Les Dépêches de Brazzaville



Le business des visas : un marché lucratif sur le dos des Africains


Un visa Schengen coûte officiellement 80 euros, auxquels s’ajoutent des frais de dossier, de services intermédiaires (TLScontact, VFS Global), et parfois même des coûts cachés liés aux traductions ou aux documents certifiés. Une demande peut facilement revenir à 150 ou 300 euros, une somme colossale pour de nombreux demandeurs. Le paradoxe est que ces frais sont non remboursables, même en cas de refus. Or, dans plusieurs pays africains, les taux de refus dépassent 50 %, voire 70 %, selon certaines ambassades. Une manne financière constante pour les pays délivreurs, sans contrepartie.

Outre le coût, c’est la nature même du processus qui pose problème. Nombre de demandeurs décrivent un parcours humiliant, entre files d’attente interminables, exigences floues, et soupçons permanents de "volonté de rester illégalement". Les critères de refus, souvent flous, manquent de transparence : pas de recours effectif, pas de justification claire. Certains y voient une discrimination systémique : à situation équivalente, un Africain a statistiquement moins de chances d’obtenir un visa qu’un demandeur d’un autre continent.

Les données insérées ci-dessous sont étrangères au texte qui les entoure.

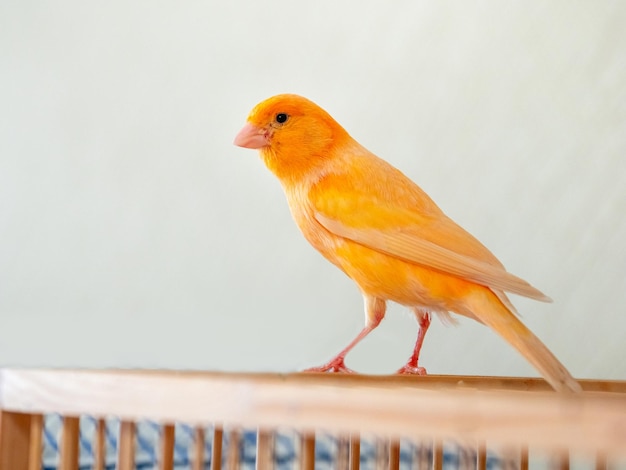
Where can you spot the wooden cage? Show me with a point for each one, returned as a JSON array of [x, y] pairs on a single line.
[[519, 414]]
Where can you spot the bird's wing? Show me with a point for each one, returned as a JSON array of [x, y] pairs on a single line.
[[432, 240]]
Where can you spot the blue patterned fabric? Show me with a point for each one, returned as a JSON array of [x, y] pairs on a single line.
[[286, 445]]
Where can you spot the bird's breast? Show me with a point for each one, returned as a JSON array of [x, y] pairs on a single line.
[[303, 214]]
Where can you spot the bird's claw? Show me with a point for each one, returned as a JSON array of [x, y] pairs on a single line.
[[409, 369]]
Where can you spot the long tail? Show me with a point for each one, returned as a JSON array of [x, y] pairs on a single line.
[[490, 310]]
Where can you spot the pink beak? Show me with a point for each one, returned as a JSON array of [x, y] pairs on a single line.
[[252, 137]]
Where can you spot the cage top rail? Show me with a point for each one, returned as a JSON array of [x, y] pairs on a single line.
[[476, 409]]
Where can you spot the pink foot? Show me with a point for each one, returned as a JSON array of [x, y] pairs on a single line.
[[409, 369], [336, 365]]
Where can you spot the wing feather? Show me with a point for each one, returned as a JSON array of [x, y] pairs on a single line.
[[404, 244]]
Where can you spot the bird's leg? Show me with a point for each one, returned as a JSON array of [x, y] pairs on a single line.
[[411, 366], [374, 313]]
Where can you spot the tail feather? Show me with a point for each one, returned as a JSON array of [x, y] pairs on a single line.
[[490, 310]]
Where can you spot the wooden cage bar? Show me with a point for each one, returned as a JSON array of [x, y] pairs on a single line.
[[519, 413]]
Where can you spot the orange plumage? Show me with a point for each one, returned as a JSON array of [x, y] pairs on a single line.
[[385, 233]]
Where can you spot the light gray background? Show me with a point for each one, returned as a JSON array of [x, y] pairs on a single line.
[[134, 234]]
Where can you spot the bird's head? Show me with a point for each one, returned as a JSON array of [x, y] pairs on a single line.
[[293, 134]]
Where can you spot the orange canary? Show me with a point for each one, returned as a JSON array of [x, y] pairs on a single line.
[[386, 234]]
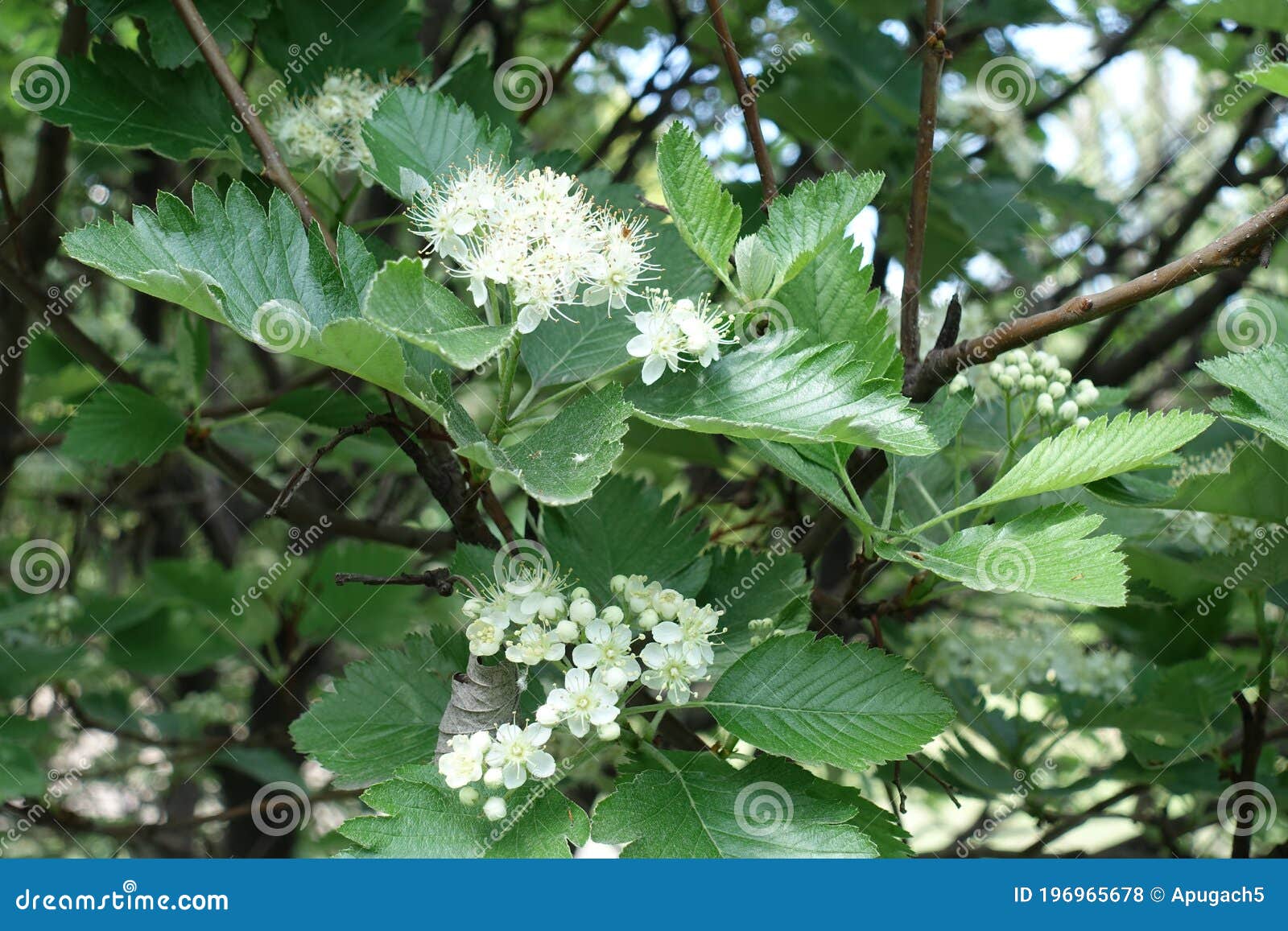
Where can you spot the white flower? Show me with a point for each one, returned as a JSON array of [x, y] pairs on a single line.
[[535, 645], [669, 671], [583, 703], [464, 763], [517, 752], [609, 648], [485, 637]]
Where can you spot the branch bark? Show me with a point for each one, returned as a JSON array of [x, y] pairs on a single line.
[[275, 169], [747, 101], [1236, 248], [931, 68]]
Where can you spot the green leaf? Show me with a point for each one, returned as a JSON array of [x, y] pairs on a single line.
[[1043, 553], [628, 529], [702, 210], [1107, 447], [423, 818], [1259, 389], [119, 100], [749, 585], [122, 424], [697, 805], [263, 276], [815, 396], [564, 460], [383, 715], [415, 135], [169, 42], [832, 300], [813, 216], [414, 308], [826, 702]]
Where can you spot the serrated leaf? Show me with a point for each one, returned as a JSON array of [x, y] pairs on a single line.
[[418, 309], [628, 529], [701, 208], [415, 135], [826, 702], [824, 394], [263, 276], [169, 42], [564, 460], [1043, 553], [383, 715], [122, 424], [832, 300], [119, 100], [1105, 447], [697, 805], [813, 216], [423, 818], [1259, 389]]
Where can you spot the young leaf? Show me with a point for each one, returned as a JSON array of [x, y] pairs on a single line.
[[815, 396], [425, 819], [1259, 389], [701, 208], [1107, 447], [562, 461], [122, 424], [262, 274], [813, 216], [415, 135], [1043, 553], [824, 702], [696, 805], [414, 308], [383, 715], [626, 529]]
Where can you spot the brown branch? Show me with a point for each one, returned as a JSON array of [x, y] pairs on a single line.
[[931, 68], [275, 167], [747, 101], [594, 31], [1236, 248]]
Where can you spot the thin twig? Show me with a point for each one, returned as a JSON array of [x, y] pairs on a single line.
[[931, 68], [275, 169], [1238, 246], [747, 101], [438, 579], [594, 31]]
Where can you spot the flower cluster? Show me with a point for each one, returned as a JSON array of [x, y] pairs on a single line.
[[326, 126], [538, 620], [536, 233], [1037, 377], [675, 332], [1014, 657]]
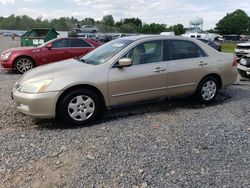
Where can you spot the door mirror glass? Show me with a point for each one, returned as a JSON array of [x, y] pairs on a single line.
[[49, 46], [124, 62]]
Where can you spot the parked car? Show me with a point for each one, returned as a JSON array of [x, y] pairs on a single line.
[[213, 44], [244, 66], [242, 52], [6, 34], [124, 70], [87, 29], [242, 49], [25, 58]]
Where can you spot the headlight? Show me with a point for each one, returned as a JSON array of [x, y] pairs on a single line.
[[35, 87], [5, 56], [243, 61]]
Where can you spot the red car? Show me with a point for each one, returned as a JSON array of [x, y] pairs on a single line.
[[25, 58]]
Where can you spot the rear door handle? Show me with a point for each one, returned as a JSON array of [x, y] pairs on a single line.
[[159, 69], [202, 63]]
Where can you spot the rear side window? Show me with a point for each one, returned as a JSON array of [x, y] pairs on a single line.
[[78, 43], [181, 49], [63, 43]]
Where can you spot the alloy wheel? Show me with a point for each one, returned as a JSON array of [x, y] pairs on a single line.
[[81, 108]]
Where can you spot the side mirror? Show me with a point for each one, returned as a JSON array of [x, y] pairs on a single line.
[[49, 46], [124, 62]]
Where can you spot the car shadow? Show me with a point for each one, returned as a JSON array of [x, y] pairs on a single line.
[[228, 95]]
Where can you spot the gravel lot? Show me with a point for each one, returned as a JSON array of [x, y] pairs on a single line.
[[171, 143]]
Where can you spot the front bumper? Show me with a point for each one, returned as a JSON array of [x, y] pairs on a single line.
[[6, 64], [41, 105]]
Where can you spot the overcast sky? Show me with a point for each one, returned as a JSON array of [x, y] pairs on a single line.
[[169, 12]]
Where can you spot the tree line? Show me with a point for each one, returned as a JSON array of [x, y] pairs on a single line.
[[107, 24], [237, 22]]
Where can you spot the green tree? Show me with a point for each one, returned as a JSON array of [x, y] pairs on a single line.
[[87, 21], [135, 21], [153, 28], [108, 20], [128, 28], [237, 22]]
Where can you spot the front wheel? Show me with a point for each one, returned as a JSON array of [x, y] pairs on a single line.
[[79, 107], [23, 64], [207, 89]]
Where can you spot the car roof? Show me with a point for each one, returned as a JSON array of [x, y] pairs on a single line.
[[141, 37]]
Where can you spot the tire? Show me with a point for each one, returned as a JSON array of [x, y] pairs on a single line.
[[79, 107], [23, 64], [207, 89], [244, 74]]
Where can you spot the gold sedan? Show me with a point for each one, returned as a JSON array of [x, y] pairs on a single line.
[[122, 71]]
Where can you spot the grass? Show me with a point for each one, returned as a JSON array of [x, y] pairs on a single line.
[[228, 47]]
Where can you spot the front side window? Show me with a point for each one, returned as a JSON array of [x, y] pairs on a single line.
[[103, 53], [77, 43], [64, 43], [181, 49], [147, 52]]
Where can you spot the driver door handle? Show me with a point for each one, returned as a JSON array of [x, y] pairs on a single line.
[[159, 69], [202, 63]]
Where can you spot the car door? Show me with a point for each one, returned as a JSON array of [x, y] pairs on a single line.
[[145, 79], [59, 50], [187, 65], [79, 47]]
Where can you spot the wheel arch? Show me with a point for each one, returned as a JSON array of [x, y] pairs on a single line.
[[81, 86], [17, 57]]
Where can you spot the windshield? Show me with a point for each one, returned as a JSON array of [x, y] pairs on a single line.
[[44, 44], [105, 52]]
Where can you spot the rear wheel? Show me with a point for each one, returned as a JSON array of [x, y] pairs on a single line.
[[79, 107], [23, 64], [207, 89]]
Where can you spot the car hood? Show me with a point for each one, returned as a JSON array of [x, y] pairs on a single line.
[[54, 70]]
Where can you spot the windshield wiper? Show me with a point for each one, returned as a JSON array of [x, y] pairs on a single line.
[[81, 60]]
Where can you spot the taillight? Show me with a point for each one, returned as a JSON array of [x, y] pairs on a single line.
[[234, 62]]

Sous-traitance privée : le service au détriment de l’humain

Depuis une quinzaine d’années, les pays européens externalisent la gestion des demandes à des entreprises privées (TLS, VFS), censées améliorer la logistique. Mais cette privatisation du service public a souvent empiré les choses : prix gonflés, rendez-vous payants, absence de transparence et opacité sur les critères de traitement. Ces prestataires encaissent des millions chaque année sans responsabilité directe sur les décisions. L’État garde le pouvoir de refuser, mais se dédouane de l’accueil et du suivi humain, créant un fossé entre institutions et usagers.

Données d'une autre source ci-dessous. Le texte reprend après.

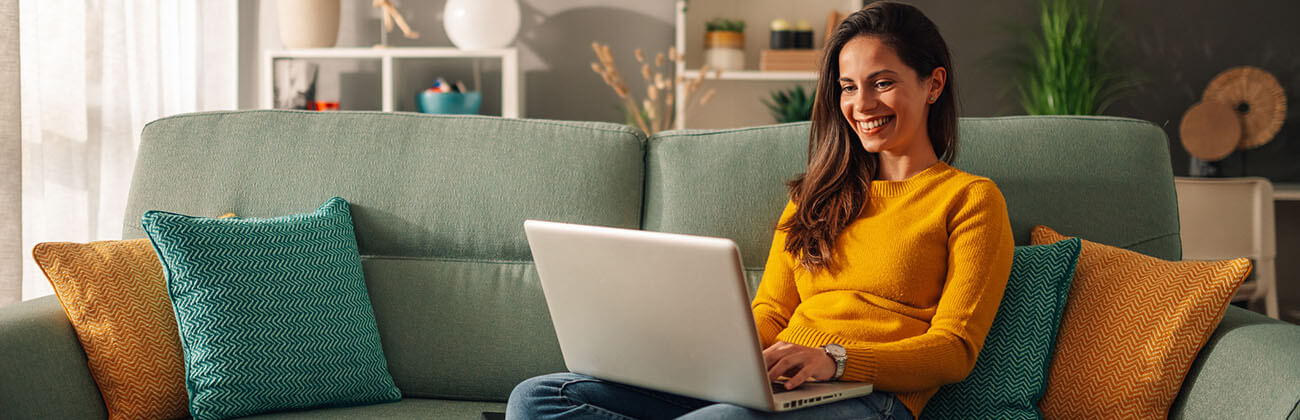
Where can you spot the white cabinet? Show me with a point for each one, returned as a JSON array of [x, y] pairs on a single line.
[[390, 59], [739, 94]]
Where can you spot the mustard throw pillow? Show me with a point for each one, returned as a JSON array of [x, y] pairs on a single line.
[[116, 299], [1131, 328]]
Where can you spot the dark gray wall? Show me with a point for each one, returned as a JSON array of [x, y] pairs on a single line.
[[1175, 46]]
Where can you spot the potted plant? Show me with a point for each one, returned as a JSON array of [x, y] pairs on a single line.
[[1064, 69], [789, 105], [724, 44]]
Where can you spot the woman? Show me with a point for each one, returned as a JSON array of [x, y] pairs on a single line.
[[887, 265]]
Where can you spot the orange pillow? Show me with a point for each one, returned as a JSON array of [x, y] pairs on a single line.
[[115, 295], [1131, 328], [116, 299]]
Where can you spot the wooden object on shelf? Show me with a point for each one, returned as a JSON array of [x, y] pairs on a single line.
[[789, 60], [1210, 130], [1256, 96]]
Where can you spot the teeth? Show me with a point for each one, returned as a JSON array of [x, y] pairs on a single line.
[[876, 122]]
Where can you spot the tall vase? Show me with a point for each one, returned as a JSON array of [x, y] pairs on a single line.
[[308, 24], [481, 24]]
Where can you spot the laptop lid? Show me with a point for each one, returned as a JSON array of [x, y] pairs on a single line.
[[661, 311]]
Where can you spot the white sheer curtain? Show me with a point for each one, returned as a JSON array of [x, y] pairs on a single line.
[[92, 73]]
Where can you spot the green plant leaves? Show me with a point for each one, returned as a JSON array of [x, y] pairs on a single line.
[[791, 104], [1066, 66]]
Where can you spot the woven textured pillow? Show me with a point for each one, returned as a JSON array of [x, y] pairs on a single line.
[[1131, 328], [272, 312], [116, 299], [1012, 371]]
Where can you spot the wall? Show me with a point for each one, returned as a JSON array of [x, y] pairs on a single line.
[[1177, 47], [11, 156]]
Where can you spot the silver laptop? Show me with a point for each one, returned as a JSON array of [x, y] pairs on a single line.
[[661, 311]]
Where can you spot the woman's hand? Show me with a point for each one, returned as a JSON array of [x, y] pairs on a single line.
[[798, 363]]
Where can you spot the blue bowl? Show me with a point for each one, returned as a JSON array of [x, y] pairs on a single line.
[[449, 102]]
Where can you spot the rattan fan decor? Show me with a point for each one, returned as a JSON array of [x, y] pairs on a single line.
[[1210, 130], [1256, 96]]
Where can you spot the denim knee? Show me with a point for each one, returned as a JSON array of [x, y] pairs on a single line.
[[724, 412], [536, 393]]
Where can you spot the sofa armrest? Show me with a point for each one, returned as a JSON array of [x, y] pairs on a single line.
[[1248, 369], [43, 372]]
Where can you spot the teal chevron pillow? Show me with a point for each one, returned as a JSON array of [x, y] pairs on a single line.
[[1012, 371], [273, 312]]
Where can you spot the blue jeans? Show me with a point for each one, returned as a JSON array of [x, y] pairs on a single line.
[[571, 395]]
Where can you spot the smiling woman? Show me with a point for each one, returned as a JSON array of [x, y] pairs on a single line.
[[887, 265]]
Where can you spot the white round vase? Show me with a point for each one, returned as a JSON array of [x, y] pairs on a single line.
[[481, 24], [308, 24]]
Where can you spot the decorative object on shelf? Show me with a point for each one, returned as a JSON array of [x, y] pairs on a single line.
[[324, 105], [447, 98], [789, 60], [1242, 108], [1257, 99], [1210, 130], [783, 35], [791, 48], [295, 83], [802, 35], [657, 112], [1064, 66], [390, 17], [481, 24], [724, 44], [308, 24], [791, 105]]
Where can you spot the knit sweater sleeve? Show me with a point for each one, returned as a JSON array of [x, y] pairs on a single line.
[[778, 295], [980, 249]]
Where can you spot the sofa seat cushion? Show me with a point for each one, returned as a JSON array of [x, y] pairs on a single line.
[[404, 408]]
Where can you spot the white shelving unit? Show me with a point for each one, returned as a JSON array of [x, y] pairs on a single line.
[[737, 102], [511, 85]]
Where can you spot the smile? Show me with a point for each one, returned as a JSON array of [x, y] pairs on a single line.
[[874, 124]]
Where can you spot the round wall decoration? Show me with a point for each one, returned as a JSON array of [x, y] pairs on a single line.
[[1256, 96], [1210, 130]]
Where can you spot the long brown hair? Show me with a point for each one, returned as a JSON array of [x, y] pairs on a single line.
[[833, 190]]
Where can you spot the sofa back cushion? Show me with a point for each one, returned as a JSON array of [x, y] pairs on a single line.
[[1097, 177], [438, 204]]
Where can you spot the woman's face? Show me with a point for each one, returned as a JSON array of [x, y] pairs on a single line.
[[883, 99]]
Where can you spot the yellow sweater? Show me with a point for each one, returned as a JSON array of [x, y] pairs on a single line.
[[918, 280]]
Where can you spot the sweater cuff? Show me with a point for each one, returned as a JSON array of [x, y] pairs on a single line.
[[861, 366], [767, 329]]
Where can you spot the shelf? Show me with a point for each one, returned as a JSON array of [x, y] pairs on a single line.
[[403, 52], [1286, 191], [757, 76], [511, 82]]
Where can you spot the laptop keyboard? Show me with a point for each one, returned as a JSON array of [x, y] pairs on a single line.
[[780, 388]]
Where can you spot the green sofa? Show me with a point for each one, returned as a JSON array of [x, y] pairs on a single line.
[[438, 203]]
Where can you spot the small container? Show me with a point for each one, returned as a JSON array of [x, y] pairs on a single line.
[[802, 35], [449, 103], [781, 38]]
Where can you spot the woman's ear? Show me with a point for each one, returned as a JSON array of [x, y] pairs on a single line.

Le visa, censé encadrer les déplacements temporaires, est devenu un outil de filtrage excessif. Alors que les élites du Nord circulent librement en Afrique, les étudiants, chercheurs, artistes ou entrepreneurs africains sont souvent empêchés de participer à des événements internationaux pour des motifs bureaucratiques. Un paradoxe criant dans un monde où les discours sur les partenariats égaux, la francophonie ou l’économie mondiale inclusive abondent. La liberté de circulation reste profondément asymétrique.

Et pourtant, une gestion plus juste est possible

Certains pays (Canada, Allemagne, Maroc dans certains cas) expérimentent des visas pluriannuels, des procédures simplifiées pour les étudiants ou chercheurs, ou encore des couloirs de mobilité professionnelle. Ces initiatives, bien que limitées, montrent qu’un système plus équilibré est envisageable.

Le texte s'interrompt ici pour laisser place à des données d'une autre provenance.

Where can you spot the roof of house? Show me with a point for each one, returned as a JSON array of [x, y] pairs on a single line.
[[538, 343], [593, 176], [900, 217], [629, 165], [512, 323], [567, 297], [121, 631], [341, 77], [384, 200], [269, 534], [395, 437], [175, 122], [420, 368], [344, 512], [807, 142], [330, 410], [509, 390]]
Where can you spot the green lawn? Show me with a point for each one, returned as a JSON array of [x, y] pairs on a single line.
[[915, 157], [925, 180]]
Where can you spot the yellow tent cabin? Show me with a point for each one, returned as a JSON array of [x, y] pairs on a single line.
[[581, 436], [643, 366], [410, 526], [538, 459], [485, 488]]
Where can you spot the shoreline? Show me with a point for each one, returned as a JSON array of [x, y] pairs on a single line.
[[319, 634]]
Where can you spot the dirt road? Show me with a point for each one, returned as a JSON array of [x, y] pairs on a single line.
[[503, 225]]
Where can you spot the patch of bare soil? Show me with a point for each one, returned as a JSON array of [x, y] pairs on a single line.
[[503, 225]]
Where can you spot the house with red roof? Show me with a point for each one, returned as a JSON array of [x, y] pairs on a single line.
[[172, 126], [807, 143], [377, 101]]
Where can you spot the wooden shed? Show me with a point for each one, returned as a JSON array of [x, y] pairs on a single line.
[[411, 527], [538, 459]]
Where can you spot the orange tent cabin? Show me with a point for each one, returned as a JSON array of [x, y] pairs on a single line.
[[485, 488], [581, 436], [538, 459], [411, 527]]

Le business des visas, tel qu’il fonctionne aujourd’hui, fragilise les relations Nord-Sud et alimente le ressentiment. S’il est légitime de contrôler les frontières, il est urgent de réformer en profondeur un système devenu inéquitable et lucratif au détriment des plus vulnérables. La mobilité ne devrait pas être un privilège réservé, mais un levier de coopération, d’échanges et de progrès partagé.